La política del resentimiento es el caldo populista en el que se ceban izquierda y derecha. “La izquierda —escribe Fukuyama— se ha concentrado menos en una amplia igualdad económica y más en promover los intereses de una amplia variedad de grupos percibidos como marginados… [y] la derecha se redefine como patriotas que buscan proteger la identidad nacional tradicional”. Identidad ofrece los ejemplos de la Primavera árabe y la Plaza Maidan (Kiev) para ilustrar las motivaciones de la protesta pública en las que el islamismo y el nacionalismo convergen en la reivindicación de la identidad colectiva y excluyente, cuando “la modernización económica y el rápido cambio social socavan las viejas formas de comunidad y las reemplazan con un pluralismo confuso de formas alternativas de asociación”. Quien ha perdido más con ello es la izquierda socialista que experimenta el desvanecimiento de los referentes colectivos con los que unificaba a los subalternos (clase, etcétera). Estas políticas identitarias, cuyo sustrato es el resentimiento, son abanderadas por los líderes populistas. Por tanto, el antídoto que pueden ofrecer las democracias liberales —asediadas por la inmigración del Sur global y por los nacionalismos xenófobos— es conformar identidades nacionales inclusivas, pues “lo que está en juego es la supervivencia de la propia democracia liberal”.

El politólogo estadounidense no está dispuesto a problematizar el liberalismo incorporando la cuestión social, ese gran déficit de la modernidad, motivo que Hannah Arendt (Sobre la revolución) consideró espurio, en la medida en que la única reivindicación legítima en las revoluciones modernas era para ella la libertad: “desde que la Revolución había abierto las barreras del reino político a los pobres este reino se había convertido en social”. Lo que para Arendt era una coartada para colar la necesidad al reino de la política, para Fukuyama es prácticamente inexistente. Identidad sostiene que la Revolución francesa abrió dos vertientes de las políticas identitarias. Una pugnaba por el reconocimiento de la dignidad de los individuos, mientras la otra aspiraba a hacer efectiva la dignidad de los colectivos. Aquélla se concretó con la universalización de los derechos individuales en el siglo XIX, en tanto que la otra, irresuelta, siguió el incierto cauce de los nacionalismos y de la politización religiosa.

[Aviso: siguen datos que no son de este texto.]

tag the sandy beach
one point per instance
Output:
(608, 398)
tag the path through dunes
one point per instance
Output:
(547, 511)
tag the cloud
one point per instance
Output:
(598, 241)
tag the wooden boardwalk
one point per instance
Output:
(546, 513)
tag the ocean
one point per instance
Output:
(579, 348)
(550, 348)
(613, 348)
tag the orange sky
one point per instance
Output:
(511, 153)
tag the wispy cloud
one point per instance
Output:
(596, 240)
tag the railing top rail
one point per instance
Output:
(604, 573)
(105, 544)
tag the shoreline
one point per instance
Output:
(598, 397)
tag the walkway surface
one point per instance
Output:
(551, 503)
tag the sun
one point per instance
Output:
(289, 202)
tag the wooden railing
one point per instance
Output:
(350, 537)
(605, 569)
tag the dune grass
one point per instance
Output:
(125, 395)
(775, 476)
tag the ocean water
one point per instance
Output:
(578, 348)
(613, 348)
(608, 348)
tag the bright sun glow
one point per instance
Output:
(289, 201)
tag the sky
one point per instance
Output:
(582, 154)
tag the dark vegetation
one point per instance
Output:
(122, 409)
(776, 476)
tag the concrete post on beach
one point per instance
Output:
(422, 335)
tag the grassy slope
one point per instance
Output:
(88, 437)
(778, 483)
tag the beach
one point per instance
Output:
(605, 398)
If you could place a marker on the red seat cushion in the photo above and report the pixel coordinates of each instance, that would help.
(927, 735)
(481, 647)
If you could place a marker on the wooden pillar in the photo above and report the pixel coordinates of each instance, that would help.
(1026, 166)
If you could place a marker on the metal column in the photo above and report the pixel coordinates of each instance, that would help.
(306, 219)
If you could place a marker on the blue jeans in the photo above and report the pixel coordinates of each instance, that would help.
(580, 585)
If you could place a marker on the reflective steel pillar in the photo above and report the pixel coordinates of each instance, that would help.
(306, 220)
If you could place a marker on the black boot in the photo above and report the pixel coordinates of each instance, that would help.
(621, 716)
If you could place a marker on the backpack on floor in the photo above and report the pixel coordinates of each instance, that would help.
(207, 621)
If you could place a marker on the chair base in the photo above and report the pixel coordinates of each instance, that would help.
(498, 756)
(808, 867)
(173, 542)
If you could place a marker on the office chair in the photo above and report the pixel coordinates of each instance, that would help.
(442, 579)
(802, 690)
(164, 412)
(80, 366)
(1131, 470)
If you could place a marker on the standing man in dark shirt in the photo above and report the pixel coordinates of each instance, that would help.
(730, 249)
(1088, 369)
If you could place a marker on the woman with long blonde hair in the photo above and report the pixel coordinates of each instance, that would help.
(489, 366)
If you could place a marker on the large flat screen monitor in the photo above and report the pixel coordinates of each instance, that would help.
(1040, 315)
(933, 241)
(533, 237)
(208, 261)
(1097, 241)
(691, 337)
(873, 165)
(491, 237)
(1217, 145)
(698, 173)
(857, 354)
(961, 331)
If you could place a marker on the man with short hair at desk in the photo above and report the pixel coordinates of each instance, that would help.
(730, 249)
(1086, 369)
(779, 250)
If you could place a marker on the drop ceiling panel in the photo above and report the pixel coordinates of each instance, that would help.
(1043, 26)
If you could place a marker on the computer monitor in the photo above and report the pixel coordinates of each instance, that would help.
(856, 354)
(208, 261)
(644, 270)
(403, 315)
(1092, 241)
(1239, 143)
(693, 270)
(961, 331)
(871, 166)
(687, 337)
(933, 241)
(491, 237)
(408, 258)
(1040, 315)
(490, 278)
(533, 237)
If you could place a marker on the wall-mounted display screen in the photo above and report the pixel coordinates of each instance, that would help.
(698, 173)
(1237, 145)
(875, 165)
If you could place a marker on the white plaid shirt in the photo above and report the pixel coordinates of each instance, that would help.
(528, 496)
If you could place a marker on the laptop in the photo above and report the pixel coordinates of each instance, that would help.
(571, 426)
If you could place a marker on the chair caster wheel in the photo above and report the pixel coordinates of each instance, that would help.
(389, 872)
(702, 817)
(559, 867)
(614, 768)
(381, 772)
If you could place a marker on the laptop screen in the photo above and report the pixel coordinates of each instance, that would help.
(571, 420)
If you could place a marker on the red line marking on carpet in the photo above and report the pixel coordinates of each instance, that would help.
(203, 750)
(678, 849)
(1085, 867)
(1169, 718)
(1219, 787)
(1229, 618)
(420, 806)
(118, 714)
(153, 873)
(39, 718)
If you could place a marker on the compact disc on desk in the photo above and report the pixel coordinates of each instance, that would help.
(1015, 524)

Las políticas identitarias tienen por trasfondo la reivindicación de la diferencia (racial, sexual, religiosa), sean naturales o adoptadas por voluntad propia, en tanto que la desigualdad —nos dice Göran Therborn (Los campos de exterminio de la desigualdad)— es una construcción social. En principio, nadie acepta esta condición por elección, antes bien se trata de algo impuesto por otros (hombres, sistemas, naciones). Dentro de esta línea, la reivindicación de los derechos de los marginados (negros, mujeres, indígenas, homosexuales, migrantes) por parte de la izquierda socialista no es en cuanto a su diferencia, lo es porque se les ha privado a contingentes enteros de derechos (ciudadanos, laborales, etcétera), o de las condiciones materiales para hacerlos efectivos, disponibles para el resto de la comunidad. Estas demandas articularon los movimientos sociales globales de la última década. Y el reclamo colectivo de ellas no es la diferencia, es la igualdad. Visto así, resulta insuficiente la solución propuesta por Fukuyama, esto es, que las democracias liberales desarrollen identidades nacionales inclusivas, dado que el capitalismo reproduce la desigualdad, con el añadido —apunta Gerald A. Cohen en Por una vuelta al socialismo— de que pensarlo “como un ámbito de libertad entraña soslayar buena parte de su naturaleza”. En consecuencia, mientras no resuelva la cuestión social, que no equivale a la demanda de reconocimiento, el socialismo tendrá pertinencia.